Distal expression of enpp1 is sufficient to prevent ectopic calcifications in the notochord. (A) Overview of the tissue-specific lines that were used in the different rescue experiments. (B) Analysis and quantification of dgf embryos and dgf transgenic lines with respect to the notochord phenotype (shown as percentages of the total number of embryos examined). Sibs, siblings; transg, transgenic line. (C–C‴) Representative examples of non-transgenic dgf embryos and their transgenic dgf siblings for the respective constructs after Alizarin-Red staining.

Fig. 6.

Cells expressing osteoclastic markers appear at ectopic mineralization sites in dgf mutants. Staining of Trap in a wild-type sibling (A) and dgf embryo (B). Trap staining (red) was visible in a dgf embryo at the region of the heart and yolk sac (B, arrowhead). Ventral view of sibling (C) and mutant (D) embryo with ectopic mineralization in the heart and yolk sac region. (C) No cathepsinK-positive cells were visible in siblings at this timepoint; (D) mutants showed colocalization of ectopic soft tissue mineralization and cathepsinK-positive cells, but no cathepsinK-positive cells were aligned to skeletal elements, such as the cleithrum (cl). (E,F) Ventral view of the yolk sac area of embryos that had been stained for Trap and with an antibody against GFP (α GFP). (F) Trap staining appeared in association with cathepsinK-positive cells. White arrows indicate loci of osteoclasts with high Trap activity. (G) Higher-magnification image of cathepsinK and Trap colocalization in a dgf mutant. Scale bar: 20μm. The staining of Trap in E–G is pseudo-colored for improved visibility.
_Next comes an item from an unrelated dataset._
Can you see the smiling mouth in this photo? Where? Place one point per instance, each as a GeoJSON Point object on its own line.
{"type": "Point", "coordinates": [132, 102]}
In the axial skeleton, cathepsinK-positive cells were not visible in siblings (H); however, in dgf mutants (I), cathepsinK-positive cells appeared from 9 dpf onwards and colocalized with mineralized vertebral bodies. White arrows indicate osteoclasts aligning with vertebral elements. (J) Ventral view of accumulating cathepsinK-positive cells in the skin of the heart region. These cells also express the macrophage marker mpeg1.